Even though they have made public statements that they have taken steps to address the root cause of the breach, given the above policy there is no indication that LinkedIn feel it necessary to obtain a third-party review for validation of their enhanced privacy and security measures.  Granted, given the nature of the information they collect and store they may not feel compelled to do so, and you may not require it, but at the very least you should expect the passwords to be secure.

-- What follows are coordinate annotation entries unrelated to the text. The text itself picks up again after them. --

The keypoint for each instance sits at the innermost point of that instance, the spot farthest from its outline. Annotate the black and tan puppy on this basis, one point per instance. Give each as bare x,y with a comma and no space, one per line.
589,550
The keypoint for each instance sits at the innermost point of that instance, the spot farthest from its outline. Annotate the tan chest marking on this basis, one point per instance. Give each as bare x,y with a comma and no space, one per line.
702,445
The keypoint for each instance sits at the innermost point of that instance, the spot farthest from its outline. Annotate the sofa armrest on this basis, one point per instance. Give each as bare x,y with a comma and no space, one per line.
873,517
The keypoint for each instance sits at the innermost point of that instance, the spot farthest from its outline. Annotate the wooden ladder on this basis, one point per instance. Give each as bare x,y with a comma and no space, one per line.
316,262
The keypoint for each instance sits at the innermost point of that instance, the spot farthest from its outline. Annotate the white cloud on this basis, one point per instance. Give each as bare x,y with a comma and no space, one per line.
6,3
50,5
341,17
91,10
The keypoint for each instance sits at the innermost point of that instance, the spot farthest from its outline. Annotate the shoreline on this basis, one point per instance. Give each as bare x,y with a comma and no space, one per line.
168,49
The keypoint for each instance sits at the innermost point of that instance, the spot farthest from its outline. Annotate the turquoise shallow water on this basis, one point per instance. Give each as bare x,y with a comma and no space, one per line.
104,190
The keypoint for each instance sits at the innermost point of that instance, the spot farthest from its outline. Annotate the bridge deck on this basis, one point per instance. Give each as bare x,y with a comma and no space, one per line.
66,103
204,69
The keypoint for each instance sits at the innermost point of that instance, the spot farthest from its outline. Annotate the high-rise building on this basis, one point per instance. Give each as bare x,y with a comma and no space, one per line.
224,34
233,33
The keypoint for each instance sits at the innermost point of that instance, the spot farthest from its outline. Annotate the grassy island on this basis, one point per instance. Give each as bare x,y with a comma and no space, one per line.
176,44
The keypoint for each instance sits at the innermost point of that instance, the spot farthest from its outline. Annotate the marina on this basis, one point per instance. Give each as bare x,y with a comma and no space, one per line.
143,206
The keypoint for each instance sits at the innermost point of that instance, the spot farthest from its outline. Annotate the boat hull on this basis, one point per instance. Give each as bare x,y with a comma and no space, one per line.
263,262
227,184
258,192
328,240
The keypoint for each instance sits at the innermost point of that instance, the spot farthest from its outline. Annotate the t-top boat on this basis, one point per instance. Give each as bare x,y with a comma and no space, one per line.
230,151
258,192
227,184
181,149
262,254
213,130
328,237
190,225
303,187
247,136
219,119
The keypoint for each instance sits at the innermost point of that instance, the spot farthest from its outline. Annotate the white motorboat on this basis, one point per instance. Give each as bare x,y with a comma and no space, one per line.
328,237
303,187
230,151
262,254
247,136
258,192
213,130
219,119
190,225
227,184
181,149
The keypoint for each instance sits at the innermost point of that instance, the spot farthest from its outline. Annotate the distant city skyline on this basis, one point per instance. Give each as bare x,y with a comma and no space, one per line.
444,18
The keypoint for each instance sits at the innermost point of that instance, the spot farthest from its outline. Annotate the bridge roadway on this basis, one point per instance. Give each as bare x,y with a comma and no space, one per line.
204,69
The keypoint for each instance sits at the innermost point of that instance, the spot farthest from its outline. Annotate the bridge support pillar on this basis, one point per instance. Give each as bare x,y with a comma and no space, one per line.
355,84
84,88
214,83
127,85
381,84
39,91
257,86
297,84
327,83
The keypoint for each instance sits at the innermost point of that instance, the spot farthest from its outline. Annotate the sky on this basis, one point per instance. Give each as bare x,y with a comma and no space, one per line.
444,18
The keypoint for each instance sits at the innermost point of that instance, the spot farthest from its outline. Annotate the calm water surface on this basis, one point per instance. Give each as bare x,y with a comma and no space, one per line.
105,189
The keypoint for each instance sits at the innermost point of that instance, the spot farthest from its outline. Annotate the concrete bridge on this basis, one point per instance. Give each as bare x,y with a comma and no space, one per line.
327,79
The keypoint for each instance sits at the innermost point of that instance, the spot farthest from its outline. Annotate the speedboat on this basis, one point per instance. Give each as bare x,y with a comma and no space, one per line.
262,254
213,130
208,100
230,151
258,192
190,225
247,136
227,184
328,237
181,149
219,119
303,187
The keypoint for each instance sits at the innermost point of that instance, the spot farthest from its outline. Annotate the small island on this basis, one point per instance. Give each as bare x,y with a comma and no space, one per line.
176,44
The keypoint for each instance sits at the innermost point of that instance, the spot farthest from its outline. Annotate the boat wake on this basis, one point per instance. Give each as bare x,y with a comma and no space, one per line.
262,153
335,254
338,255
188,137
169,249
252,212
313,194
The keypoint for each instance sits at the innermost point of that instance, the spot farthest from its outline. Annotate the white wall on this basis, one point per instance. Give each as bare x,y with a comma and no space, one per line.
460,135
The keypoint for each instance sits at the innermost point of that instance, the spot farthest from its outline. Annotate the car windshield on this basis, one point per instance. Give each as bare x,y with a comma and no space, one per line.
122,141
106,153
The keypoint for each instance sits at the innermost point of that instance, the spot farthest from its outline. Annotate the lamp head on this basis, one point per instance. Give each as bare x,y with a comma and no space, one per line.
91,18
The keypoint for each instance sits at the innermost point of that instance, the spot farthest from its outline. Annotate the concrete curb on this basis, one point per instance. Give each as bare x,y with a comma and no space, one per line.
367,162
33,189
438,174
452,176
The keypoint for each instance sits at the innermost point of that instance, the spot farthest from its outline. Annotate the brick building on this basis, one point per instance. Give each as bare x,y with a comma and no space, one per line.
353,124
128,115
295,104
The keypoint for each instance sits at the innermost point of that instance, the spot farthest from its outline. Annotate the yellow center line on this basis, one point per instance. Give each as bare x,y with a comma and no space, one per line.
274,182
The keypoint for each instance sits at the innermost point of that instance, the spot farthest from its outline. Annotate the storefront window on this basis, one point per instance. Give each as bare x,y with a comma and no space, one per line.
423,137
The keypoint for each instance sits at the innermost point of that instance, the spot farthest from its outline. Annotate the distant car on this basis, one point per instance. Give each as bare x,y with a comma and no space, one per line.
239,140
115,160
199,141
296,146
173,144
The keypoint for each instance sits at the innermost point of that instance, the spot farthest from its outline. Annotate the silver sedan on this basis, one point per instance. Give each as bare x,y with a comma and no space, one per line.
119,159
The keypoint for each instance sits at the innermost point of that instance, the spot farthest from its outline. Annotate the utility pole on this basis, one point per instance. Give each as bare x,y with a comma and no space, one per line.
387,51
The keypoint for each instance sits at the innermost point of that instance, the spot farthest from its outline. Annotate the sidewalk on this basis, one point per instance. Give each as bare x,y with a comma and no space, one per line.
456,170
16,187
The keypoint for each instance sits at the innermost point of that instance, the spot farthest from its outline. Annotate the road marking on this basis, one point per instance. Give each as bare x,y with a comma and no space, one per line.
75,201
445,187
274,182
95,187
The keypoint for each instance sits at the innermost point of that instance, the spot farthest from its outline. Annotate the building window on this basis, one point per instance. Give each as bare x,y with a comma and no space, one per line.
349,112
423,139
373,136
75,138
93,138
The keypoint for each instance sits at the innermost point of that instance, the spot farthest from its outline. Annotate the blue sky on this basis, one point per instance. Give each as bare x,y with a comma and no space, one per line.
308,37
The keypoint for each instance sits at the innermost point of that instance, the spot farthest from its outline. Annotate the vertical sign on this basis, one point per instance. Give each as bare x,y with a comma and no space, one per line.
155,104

The first step in managing risk is to identify it.  In this case because of the breach, the unanswered questions*, the lack of a third-party review, and their privacy policy, you are accepting a higher level of residual risk with them than you would normally find acceptable in another vendor.  You can still rationalize your decision strategically, but you must quantify the expected return and then document that the return justifies the increased risk.  And then do the same for your other social media efforts!

 

*Indeed there are several issues raised by this breach that are yet to be answered:  How did it occur?  Could the breach be worse than disclosed?  Why did they encrypt the passwords using the older SHA1 hash algorithm?  Why did they not salt the hashes?  Why didn’t they have a CIO?  Did they truly use industry standards to secure your information?  If they did, those standards are clearly inadequate, so will they now exceed industry standards?

09 Jan 2012

Another incident management table-top training exercise

I’ve mentioned before that financial institutions would be wise to use news reports of security incidents as “what if” table-top training exercises.  Here is another one that just occurred a couple of days ago:

Test scenario:

  • You receive a subpoena from a government agency requesting financial information on several customers.  The subpoena includes names and social security numbers for the customers involved.
    • (Your privacy policy probably contains verbiage similar to this:  “Social Security numbers may only be accessed by and disclosed to <bank employees> and others with a legitimate business “need to know” in accordance with applicable laws and regulations”, or perhaps you state that you will disclose only if “…responding to court orders and legal investigations”.)
  • You determine that information disclosure is necessary and appropriate in this case, and you provide the information.
  •  Although there is nothing in your privacy policy that requires it, you then decide that you will notify the affected customers that their information was disclosed pursuant to a legal request.
  • You send a letter to each affected customer explaining the reasons for the disclosure, as well as what information was disclosed.
  • You include a copy of the original subpoena in the letter to the affected customers in it’s original form, including the names and social security numbers of all of the affected customers.  In other words, you did not redact information pertaining to everyone other than the intended recipient of the letter, all affected customers received everyone else’s information in addition to their own.

Discussion topics:

  1. Does this qualify as  a “security incident” as it is defined by your Incident Response Plan?  It is clearly not an intrusion, but it does qualify as an irregular or adverse event which negatively impact the confidentiality of customer non-public information.
  2. Is customer or regulator notification required?  In order to answer this question, answer the following:  “Has misuse of non-public information occurred, or is it reasonably possible that misuse could occur?”  If the answer is “yes”, customer and regulator notification is required, as well as credit monitoring services, ID theft insurance, credit freeze activation, and any other remedies the law, and your policies, require.
  3. Is a Suspicious Activity Report filing required?  (Perhaps not, but I would err on the side of caution.)
  4. What, if anything, would we do differently?  Under what exact circumstances will we disclose customer NPI?  If disclosed, will we notify the affected customer?  What are the legal implications?

Use these real world examples to fine tune your incident management policies and procedures.  Perhaps they will prevent you from becoming someone else’s training exercise!